If Honda’s brilliant engineering minds had in fact settled on this interface for all of their cars I would be prepared to consider the possibility that they were right and I am wrong. But the Accord EX has the same touch screen…. surrounded by physical buttons and two knobs (one for volume, one for tuning). Does Honda expect a different species of animal to be behind the wheels of these two cars? If not, why wouldn’t one design choice be considered optimum by the engineers at the same car company?
[Honda’s 2018 line-up seems to embrace the idea of at least three different types of human brains, actually. The Odyssey EX-L has the touch screen and, unlike either the Clarity or the Accord, a single physical knob (power/volume). It lacks the physical button surround of the Accord. Maybe this design harlequinade will stop aviation nerds from complaining about the deep menu structure of the Garmin G1000?]

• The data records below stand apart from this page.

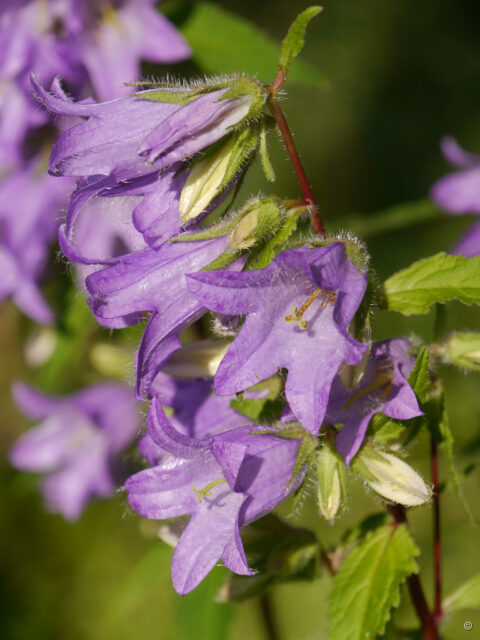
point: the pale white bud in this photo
(330, 472)
(242, 237)
(197, 359)
(40, 346)
(395, 480)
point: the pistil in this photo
(296, 315)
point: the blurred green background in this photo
(400, 76)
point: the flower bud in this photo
(331, 475)
(197, 359)
(260, 221)
(463, 350)
(203, 183)
(392, 478)
(211, 175)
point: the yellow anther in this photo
(383, 376)
(205, 492)
(296, 315)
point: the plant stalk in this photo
(429, 626)
(307, 192)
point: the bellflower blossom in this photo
(153, 280)
(297, 312)
(135, 136)
(383, 389)
(113, 37)
(76, 443)
(30, 205)
(459, 193)
(77, 40)
(222, 483)
(197, 411)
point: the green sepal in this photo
(295, 39)
(368, 584)
(438, 424)
(245, 86)
(306, 451)
(267, 167)
(223, 260)
(216, 231)
(419, 378)
(331, 480)
(171, 97)
(277, 243)
(466, 596)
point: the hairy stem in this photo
(286, 134)
(270, 625)
(429, 626)
(437, 547)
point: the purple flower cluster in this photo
(76, 444)
(459, 193)
(92, 45)
(155, 164)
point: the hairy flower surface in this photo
(30, 208)
(135, 136)
(197, 411)
(297, 311)
(76, 443)
(459, 193)
(383, 389)
(222, 483)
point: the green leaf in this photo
(419, 378)
(368, 584)
(440, 278)
(295, 39)
(467, 596)
(235, 45)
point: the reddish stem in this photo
(281, 121)
(429, 626)
(437, 547)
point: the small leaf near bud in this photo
(392, 478)
(331, 480)
(259, 222)
(463, 350)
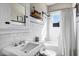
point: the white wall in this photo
(59, 6)
(8, 38)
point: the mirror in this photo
(18, 12)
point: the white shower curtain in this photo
(67, 25)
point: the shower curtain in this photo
(68, 32)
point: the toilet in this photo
(49, 51)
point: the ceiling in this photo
(50, 4)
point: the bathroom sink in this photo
(29, 49)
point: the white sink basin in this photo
(29, 49)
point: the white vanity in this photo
(28, 49)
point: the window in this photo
(56, 17)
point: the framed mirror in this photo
(18, 12)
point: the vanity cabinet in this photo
(6, 16)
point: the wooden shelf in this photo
(36, 14)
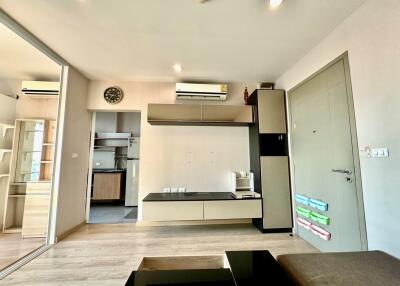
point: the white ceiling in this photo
(220, 40)
(19, 60)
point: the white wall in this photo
(106, 122)
(199, 158)
(129, 122)
(7, 103)
(371, 37)
(75, 140)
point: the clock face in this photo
(113, 95)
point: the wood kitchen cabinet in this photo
(107, 186)
(36, 211)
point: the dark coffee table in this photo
(247, 268)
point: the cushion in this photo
(342, 268)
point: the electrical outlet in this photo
(380, 152)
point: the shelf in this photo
(17, 196)
(4, 151)
(13, 229)
(17, 184)
(6, 127)
(116, 138)
(110, 146)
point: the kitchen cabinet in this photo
(271, 111)
(170, 211)
(276, 190)
(107, 186)
(269, 160)
(235, 209)
(199, 206)
(36, 210)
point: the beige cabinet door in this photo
(36, 210)
(235, 209)
(276, 192)
(170, 211)
(271, 111)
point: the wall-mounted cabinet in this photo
(271, 112)
(199, 114)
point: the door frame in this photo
(353, 130)
(90, 167)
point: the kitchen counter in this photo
(192, 196)
(96, 171)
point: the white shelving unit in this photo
(6, 142)
(17, 203)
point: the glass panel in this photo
(29, 151)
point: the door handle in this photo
(343, 171)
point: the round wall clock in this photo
(113, 95)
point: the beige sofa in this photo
(368, 268)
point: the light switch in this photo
(380, 152)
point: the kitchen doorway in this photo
(114, 168)
(326, 168)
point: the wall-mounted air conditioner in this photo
(199, 91)
(41, 89)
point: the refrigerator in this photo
(132, 172)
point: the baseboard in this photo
(193, 222)
(278, 230)
(70, 231)
(21, 262)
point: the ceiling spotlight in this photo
(275, 3)
(177, 68)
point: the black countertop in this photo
(194, 196)
(95, 171)
(247, 268)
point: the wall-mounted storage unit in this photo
(269, 159)
(6, 138)
(199, 114)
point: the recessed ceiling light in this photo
(275, 3)
(177, 68)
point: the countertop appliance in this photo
(243, 184)
(132, 172)
(103, 159)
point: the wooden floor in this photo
(101, 254)
(13, 247)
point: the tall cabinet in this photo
(27, 196)
(269, 160)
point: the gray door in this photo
(323, 158)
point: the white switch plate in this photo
(380, 152)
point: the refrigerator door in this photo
(132, 183)
(133, 148)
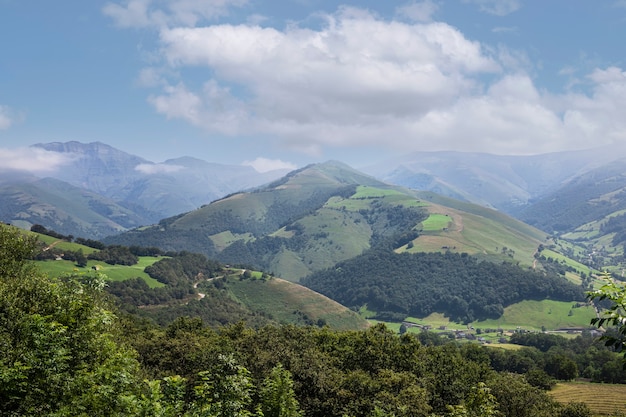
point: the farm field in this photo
(602, 399)
(527, 315)
(286, 301)
(113, 272)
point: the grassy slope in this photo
(529, 315)
(481, 233)
(281, 299)
(602, 399)
(113, 272)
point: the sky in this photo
(284, 83)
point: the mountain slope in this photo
(323, 214)
(162, 189)
(507, 183)
(64, 208)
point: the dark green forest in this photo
(458, 285)
(67, 350)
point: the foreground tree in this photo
(615, 315)
(59, 354)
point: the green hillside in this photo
(287, 302)
(323, 214)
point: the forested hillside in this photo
(458, 285)
(67, 351)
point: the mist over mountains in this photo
(102, 191)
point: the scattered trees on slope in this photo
(458, 285)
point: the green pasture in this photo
(532, 315)
(580, 268)
(113, 272)
(436, 222)
(602, 399)
(63, 244)
(225, 239)
(365, 191)
(527, 315)
(280, 299)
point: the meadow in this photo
(113, 272)
(602, 399)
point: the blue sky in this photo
(288, 82)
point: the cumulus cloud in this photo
(151, 169)
(418, 11)
(360, 80)
(265, 165)
(146, 13)
(35, 160)
(497, 7)
(315, 87)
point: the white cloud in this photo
(265, 165)
(35, 160)
(419, 11)
(151, 169)
(304, 85)
(145, 13)
(361, 81)
(497, 7)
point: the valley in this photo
(329, 262)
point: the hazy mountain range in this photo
(104, 191)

Similarly, Honda can’t seem to make up its collective mind regarding what safety systems should be included in a car. The Clarity lacks the blind spot monitoring system that is on the Odyssey and the Accord. The Accord lacks the “beep if you’re about to back into something” feature of the Odyssey. It seems like a bad idea for a multi-car family to have one car with features A, B, C, and D while the other car has only A and C. The driver will get complacent in the car with more safety systems and then be rudely surprised in the less intelligent car.
The Clarity has current capacity stamped right next to its USB outlets. The Accord does not. Interestingly, Honda has chosen capacities of 1.5A and 1A for the front USB outlets of the Clarity. The machine has a powerful enough electrical system to push a car 50 miles down the highway, but it can’t charge an iPad with 2.1 amps? Maybe it would be too much to ask for USB-C quick charging in a 2018 car, but why not a full power USB outlet if they are going to bother with one at all?
The Accord EX is not as nice a highway cruiser as the vault-like Odyssey EX-L. There is no acoustic glass and consequently there is plainly a lot more road noise. The Accord has power seats, like in the Odyssey, but no memories!
Readers: What’s a good sedan that can be leased for $300-400/month and has at least comparable driver idiot-proofing to the latest Honda Odyssey? Also, one member of our household is an animal-lover and would prefer not to sit on the dead skin of an unfortunate cow (i.e., she prefers cloth upholstery, as featured in luxury Robinson R44 helicopters).